As humble as they are, businesses such as Charwei’s have given local people more confidence in life and bigger chance to prosper. This is precisely what UNIDO’s project aims for.
“We are not only looking at how to provide people with necessary electricity for daily usage, but also how to give them the opportunity to transform local products and add value to the local economy. In that way, they will be able to be engaged in productive activities and therefore improve their quality of life. I believe electricity will serve as an accelerator for businesses, it will enable private enterprises to emerge and develop while creating more employment opportunities,” said UNIDO’s Diego Masera, who managed this project.
As part of the same project, UNIDO also helped initiate a 1MW biomass gasifier in the Copperbelt region in central Zambia, in cooperation with the local energy company for the same purpose.
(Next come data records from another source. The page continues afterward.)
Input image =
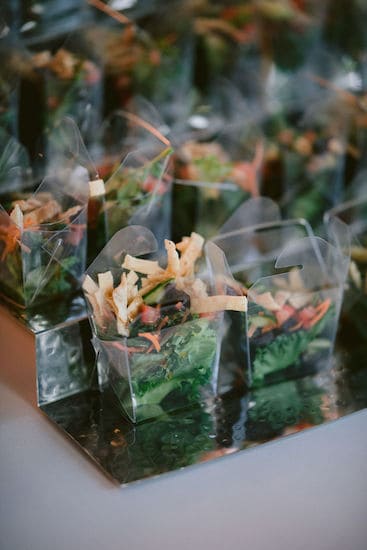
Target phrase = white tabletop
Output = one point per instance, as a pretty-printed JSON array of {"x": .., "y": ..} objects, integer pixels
[{"x": 307, "y": 491}]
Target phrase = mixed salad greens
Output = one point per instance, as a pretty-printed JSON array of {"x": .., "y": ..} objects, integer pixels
[
  {"x": 209, "y": 186},
  {"x": 157, "y": 330},
  {"x": 289, "y": 330}
]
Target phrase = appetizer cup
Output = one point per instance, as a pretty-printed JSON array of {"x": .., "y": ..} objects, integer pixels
[
  {"x": 43, "y": 242},
  {"x": 138, "y": 191},
  {"x": 212, "y": 179},
  {"x": 294, "y": 284},
  {"x": 293, "y": 315},
  {"x": 354, "y": 215},
  {"x": 160, "y": 333}
]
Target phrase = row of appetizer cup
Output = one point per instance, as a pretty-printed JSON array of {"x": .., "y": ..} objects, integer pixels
[{"x": 177, "y": 324}]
According to Masera, “The project had such a remarkable impact that ZESCO, the national energy company, asked UNIDO to implement a new project to build four more power plants in the country. Some investment banks have expressed their interests in funding the new power plants, which will mobilize approximately EUR 100 million - that is ten times more than the funds received to finance the first project. So far, we’ve done preliminary feasibility studies at five sites and have chosen four to install small hydropower plants”.
“The technical assistance can be replicated and scaled up. So far, UNIDO’s renewable energy projects have been implemented over 50 countries across the globe, and they change lives and drive sustainable growth in those rural communities,” added Masera.